A Educação do Campo tem origem nas lutas dos movimentos sociais, como exemplo, o Movimento Sem Terra (MST), que luta pela implantação de escolas públicas nas áreas de Reforma Agrária. Surge também como crítica ao atual estágio da educação no Brasil, excludente, e com o objetivo de lutar por um debate pedagógico que tenha como ponto central as relações sociais concretas nas comunidades.
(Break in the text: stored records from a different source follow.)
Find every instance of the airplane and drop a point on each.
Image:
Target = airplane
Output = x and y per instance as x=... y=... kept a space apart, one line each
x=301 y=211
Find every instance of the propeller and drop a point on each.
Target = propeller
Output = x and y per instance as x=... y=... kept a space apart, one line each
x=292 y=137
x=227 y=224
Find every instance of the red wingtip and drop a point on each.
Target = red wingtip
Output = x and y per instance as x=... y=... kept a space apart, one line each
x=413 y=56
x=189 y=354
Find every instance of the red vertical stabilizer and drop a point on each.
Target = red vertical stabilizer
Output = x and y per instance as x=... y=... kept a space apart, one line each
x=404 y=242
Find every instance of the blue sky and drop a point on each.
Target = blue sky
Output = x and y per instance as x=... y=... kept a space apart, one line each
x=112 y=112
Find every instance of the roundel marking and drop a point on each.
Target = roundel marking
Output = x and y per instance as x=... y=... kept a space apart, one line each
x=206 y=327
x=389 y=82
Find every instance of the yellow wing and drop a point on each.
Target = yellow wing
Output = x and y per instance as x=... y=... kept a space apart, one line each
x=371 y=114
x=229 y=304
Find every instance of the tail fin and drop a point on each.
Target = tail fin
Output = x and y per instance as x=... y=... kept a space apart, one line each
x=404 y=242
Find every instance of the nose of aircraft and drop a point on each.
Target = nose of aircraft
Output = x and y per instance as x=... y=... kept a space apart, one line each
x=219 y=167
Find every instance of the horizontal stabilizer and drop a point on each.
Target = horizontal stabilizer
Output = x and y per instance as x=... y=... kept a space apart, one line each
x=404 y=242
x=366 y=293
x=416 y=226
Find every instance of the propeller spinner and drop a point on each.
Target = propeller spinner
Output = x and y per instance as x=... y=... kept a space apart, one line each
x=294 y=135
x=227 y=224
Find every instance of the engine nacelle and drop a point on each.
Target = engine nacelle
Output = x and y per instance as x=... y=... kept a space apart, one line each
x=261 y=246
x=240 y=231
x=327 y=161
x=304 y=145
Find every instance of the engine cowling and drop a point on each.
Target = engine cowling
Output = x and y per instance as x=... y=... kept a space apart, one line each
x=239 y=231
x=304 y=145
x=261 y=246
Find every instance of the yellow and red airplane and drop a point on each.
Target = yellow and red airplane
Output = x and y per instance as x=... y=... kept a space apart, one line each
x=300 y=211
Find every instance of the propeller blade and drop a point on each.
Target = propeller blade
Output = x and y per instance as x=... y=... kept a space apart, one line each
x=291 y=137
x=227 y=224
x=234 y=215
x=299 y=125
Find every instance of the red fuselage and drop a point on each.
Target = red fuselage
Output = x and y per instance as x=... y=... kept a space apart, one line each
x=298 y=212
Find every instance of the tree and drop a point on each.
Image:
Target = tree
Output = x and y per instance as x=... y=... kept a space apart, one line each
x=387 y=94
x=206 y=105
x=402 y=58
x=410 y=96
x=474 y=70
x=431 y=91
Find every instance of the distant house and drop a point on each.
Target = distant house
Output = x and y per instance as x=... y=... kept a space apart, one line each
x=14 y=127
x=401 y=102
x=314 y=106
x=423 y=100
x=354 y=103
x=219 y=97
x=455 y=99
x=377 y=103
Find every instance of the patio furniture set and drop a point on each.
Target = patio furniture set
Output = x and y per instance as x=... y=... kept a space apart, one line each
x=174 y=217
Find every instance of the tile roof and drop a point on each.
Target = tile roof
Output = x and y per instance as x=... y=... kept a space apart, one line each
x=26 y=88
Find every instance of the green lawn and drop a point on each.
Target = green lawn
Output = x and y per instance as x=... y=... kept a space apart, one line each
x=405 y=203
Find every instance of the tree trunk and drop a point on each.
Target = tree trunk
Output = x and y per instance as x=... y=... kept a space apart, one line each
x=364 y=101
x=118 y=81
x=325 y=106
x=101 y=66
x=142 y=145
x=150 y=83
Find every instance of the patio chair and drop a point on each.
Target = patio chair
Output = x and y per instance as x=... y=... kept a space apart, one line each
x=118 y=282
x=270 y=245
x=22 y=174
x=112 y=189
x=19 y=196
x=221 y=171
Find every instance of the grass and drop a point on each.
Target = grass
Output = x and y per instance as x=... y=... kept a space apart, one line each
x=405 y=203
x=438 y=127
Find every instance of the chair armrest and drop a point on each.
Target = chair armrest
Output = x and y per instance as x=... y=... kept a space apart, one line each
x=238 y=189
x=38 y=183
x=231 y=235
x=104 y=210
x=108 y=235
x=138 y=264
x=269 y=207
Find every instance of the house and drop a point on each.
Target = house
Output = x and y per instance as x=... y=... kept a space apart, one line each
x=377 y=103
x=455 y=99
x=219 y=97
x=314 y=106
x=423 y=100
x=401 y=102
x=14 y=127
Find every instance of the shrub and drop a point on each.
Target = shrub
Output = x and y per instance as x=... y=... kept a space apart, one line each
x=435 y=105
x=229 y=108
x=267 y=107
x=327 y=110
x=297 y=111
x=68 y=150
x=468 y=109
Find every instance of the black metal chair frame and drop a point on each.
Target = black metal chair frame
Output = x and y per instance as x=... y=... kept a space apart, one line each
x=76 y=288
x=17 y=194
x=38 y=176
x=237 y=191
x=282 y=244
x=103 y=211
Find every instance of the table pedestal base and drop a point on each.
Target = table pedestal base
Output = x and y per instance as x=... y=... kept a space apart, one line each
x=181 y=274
No entanto, para a efetivação da Educação do Campo se faz necessário que ela seja pensada/trabalhada na tríade:
CAMPO: espaço geográfico de fato e não apenas uma ideia, com sujeitos de direitos;
POLÍTICA PÚBLICA: que favoreça o desenvolvimento da agricultura familiar com recursos significativos assegurados para um todo, e não como vemos hoje, um volume de recursos exorbitantes para o agronegócio;
EDUCAÇÃO: uma política de educação para a classe trabalhadora que sempre foi excluída ou vista apenas como mão de obra para as indústrias.
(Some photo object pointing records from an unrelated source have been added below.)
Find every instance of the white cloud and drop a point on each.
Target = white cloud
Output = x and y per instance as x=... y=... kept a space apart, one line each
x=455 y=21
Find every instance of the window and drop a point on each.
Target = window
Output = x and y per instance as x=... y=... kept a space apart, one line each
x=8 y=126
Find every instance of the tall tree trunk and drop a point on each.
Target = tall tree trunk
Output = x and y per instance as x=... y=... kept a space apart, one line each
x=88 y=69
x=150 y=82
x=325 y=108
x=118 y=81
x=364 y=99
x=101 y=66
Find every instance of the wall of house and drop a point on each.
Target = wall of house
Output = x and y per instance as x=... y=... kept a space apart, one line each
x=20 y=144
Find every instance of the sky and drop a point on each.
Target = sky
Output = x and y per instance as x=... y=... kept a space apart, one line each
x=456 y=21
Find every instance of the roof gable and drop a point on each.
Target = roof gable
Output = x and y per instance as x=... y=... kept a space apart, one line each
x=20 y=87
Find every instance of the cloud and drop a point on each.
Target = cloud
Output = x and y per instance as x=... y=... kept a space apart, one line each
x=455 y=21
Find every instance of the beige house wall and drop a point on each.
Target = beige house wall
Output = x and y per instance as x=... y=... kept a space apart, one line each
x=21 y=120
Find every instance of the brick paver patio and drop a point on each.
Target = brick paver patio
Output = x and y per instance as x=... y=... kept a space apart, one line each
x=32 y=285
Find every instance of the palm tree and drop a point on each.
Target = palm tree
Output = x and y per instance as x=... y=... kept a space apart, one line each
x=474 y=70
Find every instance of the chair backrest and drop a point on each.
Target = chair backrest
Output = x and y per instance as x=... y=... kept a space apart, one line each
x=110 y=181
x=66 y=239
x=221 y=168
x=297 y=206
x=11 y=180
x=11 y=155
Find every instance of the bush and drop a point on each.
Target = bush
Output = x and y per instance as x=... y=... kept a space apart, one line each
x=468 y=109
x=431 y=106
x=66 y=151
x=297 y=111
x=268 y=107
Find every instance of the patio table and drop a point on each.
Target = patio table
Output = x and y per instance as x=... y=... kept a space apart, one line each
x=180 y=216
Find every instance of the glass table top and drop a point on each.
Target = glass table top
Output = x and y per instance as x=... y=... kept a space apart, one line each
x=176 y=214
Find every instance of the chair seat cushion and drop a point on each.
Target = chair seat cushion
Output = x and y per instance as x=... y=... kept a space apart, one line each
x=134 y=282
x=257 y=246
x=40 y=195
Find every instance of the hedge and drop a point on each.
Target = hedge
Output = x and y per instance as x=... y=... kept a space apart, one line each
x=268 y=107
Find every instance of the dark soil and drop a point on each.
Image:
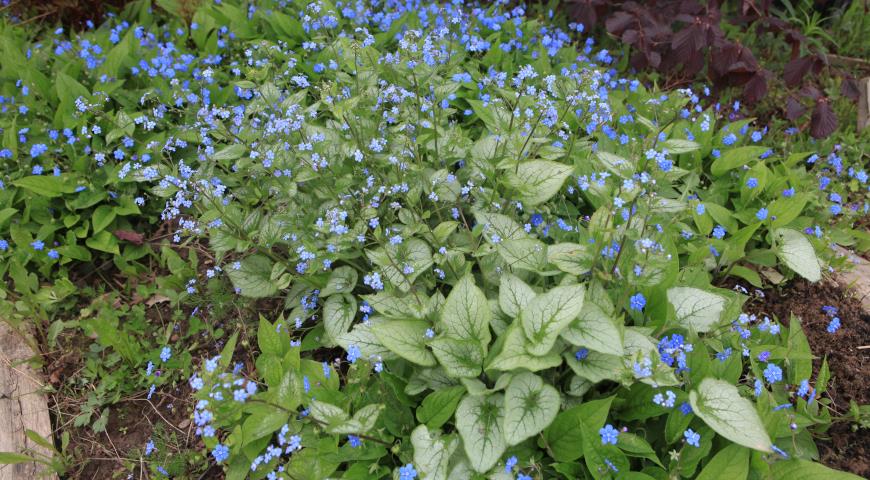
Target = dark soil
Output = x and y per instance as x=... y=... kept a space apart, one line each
x=845 y=449
x=71 y=13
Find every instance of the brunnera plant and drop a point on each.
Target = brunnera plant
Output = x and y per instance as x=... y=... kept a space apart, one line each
x=688 y=40
x=494 y=256
x=514 y=249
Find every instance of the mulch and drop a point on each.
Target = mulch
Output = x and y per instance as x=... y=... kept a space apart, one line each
x=844 y=447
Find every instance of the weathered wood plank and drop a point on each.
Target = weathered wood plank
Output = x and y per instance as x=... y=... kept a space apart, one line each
x=22 y=406
x=864 y=104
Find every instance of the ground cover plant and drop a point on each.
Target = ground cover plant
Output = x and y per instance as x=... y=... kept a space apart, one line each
x=413 y=240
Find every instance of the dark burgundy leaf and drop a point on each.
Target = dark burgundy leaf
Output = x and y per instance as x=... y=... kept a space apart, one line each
x=810 y=91
x=130 y=236
x=795 y=70
x=654 y=58
x=619 y=22
x=756 y=88
x=630 y=37
x=850 y=89
x=823 y=121
x=794 y=109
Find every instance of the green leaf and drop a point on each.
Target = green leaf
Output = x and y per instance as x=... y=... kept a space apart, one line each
x=538 y=180
x=615 y=164
x=696 y=309
x=341 y=280
x=797 y=253
x=514 y=355
x=102 y=217
x=466 y=313
x=513 y=295
x=720 y=405
x=104 y=242
x=363 y=336
x=677 y=145
x=571 y=258
x=798 y=469
x=268 y=339
x=231 y=152
x=524 y=254
x=564 y=438
x=736 y=157
x=637 y=446
x=530 y=406
x=338 y=314
x=460 y=358
x=407 y=339
x=432 y=453
x=548 y=314
x=595 y=330
x=437 y=408
x=393 y=306
x=503 y=226
x=596 y=367
x=45 y=185
x=261 y=424
x=68 y=88
x=479 y=421
x=253 y=277
x=732 y=462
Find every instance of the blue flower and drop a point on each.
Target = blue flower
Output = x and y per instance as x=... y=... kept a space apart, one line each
x=834 y=325
x=510 y=464
x=353 y=353
x=685 y=408
x=407 y=472
x=772 y=373
x=608 y=434
x=637 y=302
x=692 y=438
x=220 y=453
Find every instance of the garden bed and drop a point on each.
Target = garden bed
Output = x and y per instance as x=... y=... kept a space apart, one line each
x=848 y=355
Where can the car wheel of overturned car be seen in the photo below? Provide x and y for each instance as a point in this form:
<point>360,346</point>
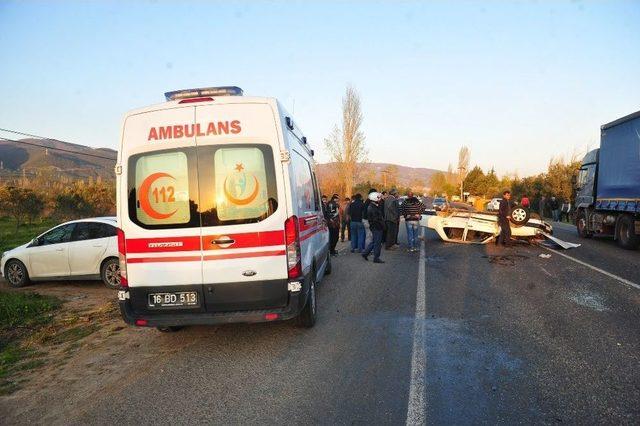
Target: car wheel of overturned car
<point>307,317</point>
<point>110,273</point>
<point>581,226</point>
<point>627,237</point>
<point>519,216</point>
<point>16,273</point>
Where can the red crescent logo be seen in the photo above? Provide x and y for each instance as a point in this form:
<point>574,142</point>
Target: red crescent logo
<point>143,196</point>
<point>242,201</point>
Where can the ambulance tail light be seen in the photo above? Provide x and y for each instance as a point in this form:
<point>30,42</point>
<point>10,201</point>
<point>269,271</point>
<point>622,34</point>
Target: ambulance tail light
<point>292,241</point>
<point>122,257</point>
<point>177,95</point>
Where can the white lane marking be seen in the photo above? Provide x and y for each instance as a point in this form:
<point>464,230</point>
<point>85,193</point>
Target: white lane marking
<point>602,271</point>
<point>417,409</point>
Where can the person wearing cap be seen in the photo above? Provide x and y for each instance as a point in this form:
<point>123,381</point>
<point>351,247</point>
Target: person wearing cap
<point>391,218</point>
<point>412,210</point>
<point>376,224</point>
<point>344,219</point>
<point>333,219</point>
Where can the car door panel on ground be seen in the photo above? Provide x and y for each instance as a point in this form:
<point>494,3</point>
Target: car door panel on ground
<point>89,242</point>
<point>50,257</point>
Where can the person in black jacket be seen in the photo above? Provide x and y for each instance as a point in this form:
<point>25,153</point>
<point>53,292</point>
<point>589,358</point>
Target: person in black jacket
<point>356,227</point>
<point>333,215</point>
<point>504,211</point>
<point>376,224</point>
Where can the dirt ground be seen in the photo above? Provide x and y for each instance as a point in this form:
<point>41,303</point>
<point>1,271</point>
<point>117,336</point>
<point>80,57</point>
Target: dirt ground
<point>87,351</point>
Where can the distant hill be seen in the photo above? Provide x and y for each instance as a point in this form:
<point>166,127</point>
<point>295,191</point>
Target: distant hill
<point>19,158</point>
<point>406,176</point>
Hoje, a Educação do Campo vem se inserindo nas esferas: Federal, Estadual e Municipal, provocando mudanças nas estruturas de ensino, construindo parcerias entre o poder público através das secretárias de educação e dos movimentos sociais, forçando novas reflexões sobre o papel da educação para o desenvolvimento social, econômico e político do país.
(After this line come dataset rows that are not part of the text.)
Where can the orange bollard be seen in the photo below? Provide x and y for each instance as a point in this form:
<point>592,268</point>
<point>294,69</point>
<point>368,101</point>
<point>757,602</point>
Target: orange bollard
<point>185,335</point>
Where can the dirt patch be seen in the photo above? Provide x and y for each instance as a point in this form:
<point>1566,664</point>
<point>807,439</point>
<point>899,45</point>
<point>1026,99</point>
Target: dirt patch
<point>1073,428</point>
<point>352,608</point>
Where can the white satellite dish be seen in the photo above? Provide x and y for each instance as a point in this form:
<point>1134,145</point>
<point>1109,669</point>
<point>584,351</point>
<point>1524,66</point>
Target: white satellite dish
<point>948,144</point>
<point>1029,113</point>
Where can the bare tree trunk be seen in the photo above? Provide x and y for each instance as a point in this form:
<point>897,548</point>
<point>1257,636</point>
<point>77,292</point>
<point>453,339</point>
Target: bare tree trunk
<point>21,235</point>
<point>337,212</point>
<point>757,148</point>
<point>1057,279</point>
O Esplar em parceria com a We Wold Brasil e com as secretarias de educação dos municípios de Monsenhor Tabosa, Nova Russas e Tamboril, todos do estado do Ceará, a partir do ano de 2011, desenvolvem ações para o fortalecimento da Educação do Campo através da formação de 100 professores de 30 escolas distribuídas em 28 comunidades (de assentamentos ou distritos dos municípios) através de oficinas que beneficiam 1.500 crianças da educação infantil ao ensino fundamental I e II das respectivas escolas.

As formações e oficinas tem como objetivo discutir temas de interesse das comunidades e das linhas de atuação do Esplar como: meio ambiente, agroecologia, relações de gênero, Estatuto da Criança e do Adolescente, orçamento público, soberania, Segurança Alimentar e Nutricional – SAN.